Seit Freitag können Autos auf der Fuldabrücke wieder unbehindert stadtauswärts fahren: Vor dem neuen Büro- und Geschäftshaus wurde die Fahrbahnverengung nach 21 Monaten aufgehoben.

Nachdem das fünfgeschossige Büro- und Praxisgebäude als markanter Eckpunkt der Unterneustadt so gut wie fertiggestellt ist, wurden die Absperrungen der äußeren Fahrspur beseitigt. 21 Monate lang lief der Verkehr am Anfang der Leipziger Straße nur einspurig, während der Neubau direkt an der Straße in die Höhe wuchs.

Seit ein paar Wochen ist die Fassade des Gebäudes schon ohne Gerüst und unverhängt zu sehen. Unter dem Arkadengang, der den Fußgängerweg überspannt, wird es noch eine Weile eng für Passanten bleiben: Baugitter schaffen Abstand von der Erdgeschosswand, an der noch gearbeitet wird. 

Neubau an der Fuldabrücke: Ende des Jahres sollen die Mieter einziehen

Zum Ende des Jahres werden dann die Mieter einziehen, berichten Thomas Fischer und Ole Creutzig vom Architekturbüro Atelier 30, die für das Neubauprojekt verantwortlich zeichnen. Nach ihren Angaben werden vier Firmen aus den Bereichen Steuerberatung, IT und Gesundheitswesen in das Vordergebäude einziehen.

Außerdem gibt es dort zwei Eigentumswohnungen zur Fuldaseite hin sowie ein Penthouse-Geschoss mit gut 300 Quadratmetern Wohnfläche und spektakulärem Rundblick über die Stadt und den Fluss. Über den Kaufpreis dieser Luxuswohnung hoch über dem Kasseler Zentrum machten die Projektentwickler keine Angaben.

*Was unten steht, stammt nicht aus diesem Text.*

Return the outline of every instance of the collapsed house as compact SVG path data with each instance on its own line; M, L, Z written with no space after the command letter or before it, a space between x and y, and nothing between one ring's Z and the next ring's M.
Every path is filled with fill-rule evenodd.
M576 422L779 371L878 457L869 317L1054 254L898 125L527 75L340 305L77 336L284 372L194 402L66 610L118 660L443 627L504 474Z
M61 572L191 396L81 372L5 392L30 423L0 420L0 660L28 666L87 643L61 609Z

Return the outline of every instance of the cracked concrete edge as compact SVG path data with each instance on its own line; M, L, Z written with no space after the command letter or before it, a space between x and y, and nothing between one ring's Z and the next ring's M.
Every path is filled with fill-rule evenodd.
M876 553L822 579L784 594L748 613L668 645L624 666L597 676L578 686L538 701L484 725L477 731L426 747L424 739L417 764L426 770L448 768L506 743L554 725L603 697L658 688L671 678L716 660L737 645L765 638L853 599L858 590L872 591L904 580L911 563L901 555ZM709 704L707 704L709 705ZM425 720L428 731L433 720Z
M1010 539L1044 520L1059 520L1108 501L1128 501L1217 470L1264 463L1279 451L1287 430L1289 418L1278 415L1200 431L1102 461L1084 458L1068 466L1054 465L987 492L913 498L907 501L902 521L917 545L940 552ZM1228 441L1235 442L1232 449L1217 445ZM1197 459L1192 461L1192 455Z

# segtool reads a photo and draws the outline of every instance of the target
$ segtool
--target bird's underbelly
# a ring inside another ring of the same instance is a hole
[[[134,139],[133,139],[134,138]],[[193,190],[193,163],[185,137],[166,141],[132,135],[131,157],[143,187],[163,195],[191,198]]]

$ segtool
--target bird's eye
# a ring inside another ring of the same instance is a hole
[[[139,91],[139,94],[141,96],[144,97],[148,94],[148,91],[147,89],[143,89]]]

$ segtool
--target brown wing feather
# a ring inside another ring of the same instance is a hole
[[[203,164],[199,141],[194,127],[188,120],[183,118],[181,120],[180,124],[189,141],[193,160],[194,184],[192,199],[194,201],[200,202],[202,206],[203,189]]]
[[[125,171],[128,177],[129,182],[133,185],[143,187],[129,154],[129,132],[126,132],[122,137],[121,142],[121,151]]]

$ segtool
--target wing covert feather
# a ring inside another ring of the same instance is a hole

Zweites Gebäude ist bereits seit dem Sommer bezogen

Bereits seit dem Sommer bewohnt ist ein zweites Gebäude, das auf dem letzten freien Grundstück der Unterneustadt parallel entstanden ist und sich hinter dem Bürohaus in Richtung Holzmarkt befindet. Zwölf Eigentumswohnungen gibt es in diesem niedrigeren Gebäude.

Ein drittes Haus in gleicher Anmutung steht bereits seit 2014 direkt am Fuldaufer. Dort hat unter anderem das Architekturbüro Atelier 30 selbst seinen Sitz. Alle drei Gebäude stehen auf einem gemeinsamen Sockelgeschoss, welches das Höhengefälle zum dahinter liegenden Wohnquartier ausgleicht und eine Tiefgarage für etwa 50 Autos beherbergt.

Laut Projektentwicklern wurden in die zwei Neubauten neun Millionen Euro investiert

Für die beiden Neubauten haben die Projektentwickler nach Angaben von Fischer und Creutzig eine Investitionssumme von etwa neun Millionen Euro bewegt. Recht anspruchsvoll hatten sich die Gründungsarbeiten direkt an der Fulda gestaltet: Weil der Baugrund dort schwierig ist, mussten rund 60 Bohrpfähle im Untergrund verankert werden, um den Neubauten Stabilität zu geben.